Why Arab Intellectuals Missed Arab Spring
No Thomas Paines, no Vaclav Havels—and maybe that's a good thing
By Mark Russell,  Newser Staff
Posted Oct 30, 2011 7:39 AM CDT
Thousands of Bahrainis listen to speeches and raise flags of Bahrain, top, and Libya yesterday, during a rally in the western village of Hajar, Bahrain.   (AP Photo/Hasan Jamali)

(Newser) – The Arab Spring protests that have roiled the Middle East for the past 10 months may have ousted dictators and brought more democracy to the region, but they've done so with precious little help from the Arab world's intellectuals, writes Robert Worth in an analysis in the New York Times. After years of being suppressed into silence or bought off with oil money, no intellectuals have risen up to give voice or face to these revolutions—no Thomas Paines, no Vaclav Havels, no Vladimir Lenins.

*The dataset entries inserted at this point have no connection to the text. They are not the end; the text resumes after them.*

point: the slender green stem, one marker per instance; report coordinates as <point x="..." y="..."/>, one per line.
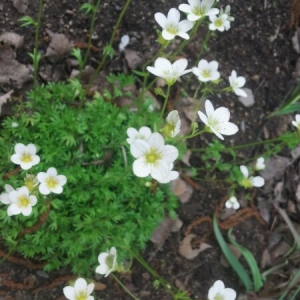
<point x="185" y="42"/>
<point x="166" y="100"/>
<point x="112" y="38"/>
<point x="95" y="10"/>
<point x="164" y="283"/>
<point x="124" y="287"/>
<point x="278" y="139"/>
<point x="197" y="90"/>
<point x="36" y="43"/>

The few remaining independent Arab intellectuals may support the uprisings, but they've been followers, like everyone else, not leaders. And for some, that's as it should be. “I don’t think there is a need for intellectuals to spearhead any revolution,” said an Iraq-born poet who teaches at New York University. “It is no longer a movement to be led by heroes.” And while many think that in the age of social media, movements no longer need grand leaders, others are skeptical because of past revolutionaries: "Let the killing of Gadhafi be a lesson to the revolutionaries as much as to the rulers,” one Arab user tweeted last week. “And let revolutionaries everywhere remember that Gadhafi came to power by making his own revolution 40 years ago."